Prelúdio 09 – Maria Luisa Rodriguez
“O empuxo à criação na clinica da psicose”
Desde a convocação lacaniana de não recuar diante da psicose, com a teorização sobre a Metáfora Paterna e sua função no estabelecimento da norma fálica, até a elaboração do conceito de sinthoma, constituiu-se uma comunidade analítica lacaniana com uma considerável experiência da clinica da psicose. Acumulamos uma importante discussão do que vem a ser o sujeito na psicose e formulamos a questão da transferência e do manejo no seu tratamento possível, onde o analista deve se posicionar não pela via da interpretação, mas como testemunha, secretário ou garantia do que lhe é endereçado.

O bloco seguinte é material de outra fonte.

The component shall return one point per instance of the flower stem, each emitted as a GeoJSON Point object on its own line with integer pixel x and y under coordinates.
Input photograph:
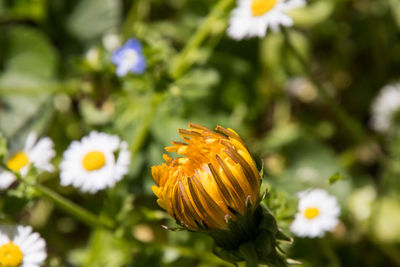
{"type": "Point", "coordinates": [79, 213]}
{"type": "Point", "coordinates": [348, 122]}
{"type": "Point", "coordinates": [182, 61]}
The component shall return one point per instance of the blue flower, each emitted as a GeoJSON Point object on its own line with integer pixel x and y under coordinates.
{"type": "Point", "coordinates": [129, 58]}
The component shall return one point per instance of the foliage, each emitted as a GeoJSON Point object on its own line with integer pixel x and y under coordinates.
{"type": "Point", "coordinates": [57, 79]}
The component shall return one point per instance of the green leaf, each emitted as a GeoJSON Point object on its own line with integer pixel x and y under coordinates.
{"type": "Point", "coordinates": [30, 63]}
{"type": "Point", "coordinates": [336, 177]}
{"type": "Point", "coordinates": [92, 18]}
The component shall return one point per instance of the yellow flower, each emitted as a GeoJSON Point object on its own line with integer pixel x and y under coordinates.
{"type": "Point", "coordinates": [213, 181]}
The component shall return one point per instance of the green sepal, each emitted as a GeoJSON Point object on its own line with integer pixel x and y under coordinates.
{"type": "Point", "coordinates": [252, 238]}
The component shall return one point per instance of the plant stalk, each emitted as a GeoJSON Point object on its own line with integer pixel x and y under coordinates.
{"type": "Point", "coordinates": [353, 127]}
{"type": "Point", "coordinates": [182, 61]}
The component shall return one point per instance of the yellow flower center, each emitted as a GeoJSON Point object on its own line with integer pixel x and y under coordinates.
{"type": "Point", "coordinates": [94, 160]}
{"type": "Point", "coordinates": [10, 255]}
{"type": "Point", "coordinates": [311, 213]}
{"type": "Point", "coordinates": [260, 7]}
{"type": "Point", "coordinates": [17, 161]}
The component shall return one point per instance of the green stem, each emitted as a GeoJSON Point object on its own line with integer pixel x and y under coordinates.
{"type": "Point", "coordinates": [73, 209]}
{"type": "Point", "coordinates": [348, 122]}
{"type": "Point", "coordinates": [329, 253]}
{"type": "Point", "coordinates": [182, 61]}
{"type": "Point", "coordinates": [63, 203]}
{"type": "Point", "coordinates": [141, 134]}
{"type": "Point", "coordinates": [249, 254]}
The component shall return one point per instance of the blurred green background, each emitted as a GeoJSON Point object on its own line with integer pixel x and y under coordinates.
{"type": "Point", "coordinates": [56, 77]}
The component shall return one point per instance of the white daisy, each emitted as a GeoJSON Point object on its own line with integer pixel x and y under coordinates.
{"type": "Point", "coordinates": [253, 17]}
{"type": "Point", "coordinates": [94, 163]}
{"type": "Point", "coordinates": [385, 107]}
{"type": "Point", "coordinates": [317, 213]}
{"type": "Point", "coordinates": [38, 154]}
{"type": "Point", "coordinates": [20, 247]}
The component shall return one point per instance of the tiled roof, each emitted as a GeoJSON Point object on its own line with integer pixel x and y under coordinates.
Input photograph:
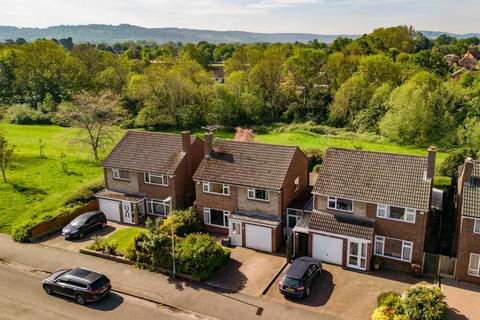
{"type": "Point", "coordinates": [147, 152]}
{"type": "Point", "coordinates": [471, 193]}
{"type": "Point", "coordinates": [250, 164]}
{"type": "Point", "coordinates": [378, 177]}
{"type": "Point", "coordinates": [342, 223]}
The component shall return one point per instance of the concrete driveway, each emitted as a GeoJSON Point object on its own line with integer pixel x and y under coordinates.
{"type": "Point", "coordinates": [56, 239]}
{"type": "Point", "coordinates": [346, 294]}
{"type": "Point", "coordinates": [248, 271]}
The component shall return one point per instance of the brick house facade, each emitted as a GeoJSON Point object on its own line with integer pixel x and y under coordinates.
{"type": "Point", "coordinates": [149, 174]}
{"type": "Point", "coordinates": [243, 190]}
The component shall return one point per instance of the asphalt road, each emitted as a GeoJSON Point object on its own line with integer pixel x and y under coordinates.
{"type": "Point", "coordinates": [22, 297]}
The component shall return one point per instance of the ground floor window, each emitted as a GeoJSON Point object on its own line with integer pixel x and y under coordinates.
{"type": "Point", "coordinates": [158, 207]}
{"type": "Point", "coordinates": [474, 265]}
{"type": "Point", "coordinates": [393, 248]}
{"type": "Point", "coordinates": [215, 217]}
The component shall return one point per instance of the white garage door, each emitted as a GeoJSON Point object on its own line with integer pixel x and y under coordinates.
{"type": "Point", "coordinates": [111, 209]}
{"type": "Point", "coordinates": [257, 237]}
{"type": "Point", "coordinates": [327, 249]}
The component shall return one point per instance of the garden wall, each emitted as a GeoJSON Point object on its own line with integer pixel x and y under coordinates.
{"type": "Point", "coordinates": [58, 222]}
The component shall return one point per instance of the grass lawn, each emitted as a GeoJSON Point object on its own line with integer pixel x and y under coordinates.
{"type": "Point", "coordinates": [124, 237]}
{"type": "Point", "coordinates": [38, 186]}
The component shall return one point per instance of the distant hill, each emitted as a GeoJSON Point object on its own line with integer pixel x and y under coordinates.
{"type": "Point", "coordinates": [97, 33]}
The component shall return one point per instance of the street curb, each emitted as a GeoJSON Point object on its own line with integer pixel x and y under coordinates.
{"type": "Point", "coordinates": [273, 279]}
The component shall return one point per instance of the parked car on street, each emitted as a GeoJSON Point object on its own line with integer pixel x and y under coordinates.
{"type": "Point", "coordinates": [81, 284]}
{"type": "Point", "coordinates": [83, 224]}
{"type": "Point", "coordinates": [299, 277]}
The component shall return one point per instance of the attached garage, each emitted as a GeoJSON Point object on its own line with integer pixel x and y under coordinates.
{"type": "Point", "coordinates": [111, 208]}
{"type": "Point", "coordinates": [327, 249]}
{"type": "Point", "coordinates": [258, 237]}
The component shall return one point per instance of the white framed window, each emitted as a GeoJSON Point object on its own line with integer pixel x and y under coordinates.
{"type": "Point", "coordinates": [158, 179]}
{"type": "Point", "coordinates": [215, 217]}
{"type": "Point", "coordinates": [340, 204]}
{"type": "Point", "coordinates": [258, 194]}
{"type": "Point", "coordinates": [476, 226]}
{"type": "Point", "coordinates": [396, 213]}
{"type": "Point", "coordinates": [474, 265]}
{"type": "Point", "coordinates": [120, 174]}
{"type": "Point", "coordinates": [393, 248]}
{"type": "Point", "coordinates": [158, 207]}
{"type": "Point", "coordinates": [217, 188]}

A expressão secretário do alienado, utilizada por Lacan para referir-se à posição do analista diante da psicose, foi usada inicialmente por Jean-Pierre Falret, justamente para criticar as práticas descritivas da psiquiatria de sua época e para propor a importância de dar voz aos pacientes. Mais tarde foi retomada por Lacan, que ressaltará a necessidade de que o analista se deixe ensinar pelo analisante, acolhendo a sua produção e abstendo-se de interpretações na clínica da psicose.
Tomar a psicose a partir dessas premissas significa avançar na trilha aberta por Freud, em sua posição ética que situa a psicose, não a partir de seus déficits e de sua desordem, mas reconhecendo-a como uma ordem. Freud indica que o sujeito deve ser buscado na sua produção psicótica e na análise do caso Schreber demonstra que o que o sujeito reinterpreta no seu delírio é o Outro. É essa reinterpretação do Outro que dá a ele, Schreber, o lugar de sujeito.

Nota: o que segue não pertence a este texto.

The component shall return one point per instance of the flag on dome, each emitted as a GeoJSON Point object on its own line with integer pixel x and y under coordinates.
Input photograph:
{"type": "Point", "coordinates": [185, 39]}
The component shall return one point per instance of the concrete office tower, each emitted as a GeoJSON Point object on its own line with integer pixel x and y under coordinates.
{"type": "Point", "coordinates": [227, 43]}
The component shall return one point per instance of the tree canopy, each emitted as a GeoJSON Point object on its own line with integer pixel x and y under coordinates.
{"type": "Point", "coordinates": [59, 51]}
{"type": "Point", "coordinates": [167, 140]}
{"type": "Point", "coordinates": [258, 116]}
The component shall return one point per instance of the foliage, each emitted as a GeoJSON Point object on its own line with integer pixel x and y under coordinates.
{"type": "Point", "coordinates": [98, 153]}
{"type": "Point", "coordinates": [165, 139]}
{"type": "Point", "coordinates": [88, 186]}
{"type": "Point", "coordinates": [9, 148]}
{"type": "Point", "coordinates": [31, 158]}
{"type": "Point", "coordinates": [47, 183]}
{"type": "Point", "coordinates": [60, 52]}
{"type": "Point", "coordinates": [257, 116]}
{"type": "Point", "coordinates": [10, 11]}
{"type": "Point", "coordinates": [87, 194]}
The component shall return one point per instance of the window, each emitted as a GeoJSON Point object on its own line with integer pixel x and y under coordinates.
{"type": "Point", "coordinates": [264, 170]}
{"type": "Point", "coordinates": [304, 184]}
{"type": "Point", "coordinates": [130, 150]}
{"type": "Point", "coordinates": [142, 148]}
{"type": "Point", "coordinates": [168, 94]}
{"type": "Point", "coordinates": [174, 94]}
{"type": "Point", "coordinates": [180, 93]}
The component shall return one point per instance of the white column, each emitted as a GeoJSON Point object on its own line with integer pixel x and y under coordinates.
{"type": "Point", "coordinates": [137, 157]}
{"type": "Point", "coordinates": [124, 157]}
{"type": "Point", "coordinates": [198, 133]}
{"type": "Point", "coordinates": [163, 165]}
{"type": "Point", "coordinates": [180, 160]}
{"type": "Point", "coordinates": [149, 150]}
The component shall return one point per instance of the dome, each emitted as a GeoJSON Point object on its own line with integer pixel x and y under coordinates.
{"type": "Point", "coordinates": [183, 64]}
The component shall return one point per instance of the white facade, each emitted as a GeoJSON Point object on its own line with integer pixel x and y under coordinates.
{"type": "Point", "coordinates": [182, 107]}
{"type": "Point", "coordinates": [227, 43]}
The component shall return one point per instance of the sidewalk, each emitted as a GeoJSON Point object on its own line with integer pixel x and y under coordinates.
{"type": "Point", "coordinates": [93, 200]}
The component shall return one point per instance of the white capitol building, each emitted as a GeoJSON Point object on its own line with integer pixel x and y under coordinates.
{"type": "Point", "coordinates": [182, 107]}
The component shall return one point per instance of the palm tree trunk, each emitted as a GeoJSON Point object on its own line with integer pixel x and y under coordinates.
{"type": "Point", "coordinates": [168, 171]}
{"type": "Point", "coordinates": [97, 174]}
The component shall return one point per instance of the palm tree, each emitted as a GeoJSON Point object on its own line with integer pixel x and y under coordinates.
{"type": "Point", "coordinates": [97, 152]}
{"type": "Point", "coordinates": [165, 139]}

Colette Soler, em seu livro A Psicanálise na Civilização, propõe a ocorrência de um empuxo à criação na psicose, devido à não inscrição do Nome-do-Pai, considerando que, se por um lado, essa não inscrição pode produzir efeitos desorganizadores que se manifestam nos fenômenos de perda da realidade, de passagens ao ato, e outros, também pode, por outro lado, funcionar como um starter para produções inéditas (SOLER, 1998).
Aqui temos uma importante indicação no que diz respeito ao tratamento da psicose. Sem dúvida, observamos esse empuxo à criação na trajetória dos grandes criadores, artistas e cientistas que sofrem da estrutura psicótica, como Joyce ou Rousseau; ou mesmo de sujeitos que estruturam um delírio monumental, como é o caso do Presidente Schreber. Mas esse empuxo à criação também se apresenta no dia a dia da clínica, guardadas as devidas proporções, na produção de ideias delirantes que tentam ordenar o gozo do Outro sem barra. Isto porque o “empuxo à criação” é um traço da estrutura psicótica, efeito da ausência da norma fálica, que pode ser observado nas construções delirantes desses sujeitos, no cotidiano da clinica.
Se o psicótico encontra um lugar de endereçamento de sua produção delirante poderá construir uma alternativa para a foraclusão através de uma criação delirante inédita, que faça suplência ao Nome-do-Pai ausente na estrutura. Isso pode ocorrer sem que o sujeito esteja em análise, como é o caso do Presidente Schreber ou de Joyce. Pode ocorrer sempre que se constitua um lugar de endereçamento. Na clinica, a presença do analista deve garantir o espaço de endereçamento, se o analista se deixa ensinar pela experiência radical da psicose, recolhendo sua produção simbólica.
Sabemos que nos dias de hoje, a neurociência avança de forma muito potente, aliada aos interesses da acumulação de capital da indústria química, propondo a medicalização generalizada como forma de tratamento do mal estar na psicose. Uma intervenção que amenize a invasão alucinatória delirante pode ser muito eficiente para criar a possibilidade de uma existência menos avassalada pelo Outro, mas jamais tomará o lugar que cabe ao sujeito de buscar a maneira especifica pela qual encontrará a sua estabilização. Para isso é preciso o desejo decidido do analista que sustente a aposta na clinica da psicose e propicie, ao sujeito psicótico, esse lugar de trabalho e produção.
Bibliografia
BERCHERIE,P. Os fundamentos da clinica: história e estrutura do saber psiquiátrico. Rio de Janeiro, Jorge Zahar Editor, 1989
FREUD, Sigmund. (1919) “Nuevos caminos de la terapia psicoanalitica” . Em: Obras Completas, vol. XVII. Buenos Aires: Amorrortu editores, 1996.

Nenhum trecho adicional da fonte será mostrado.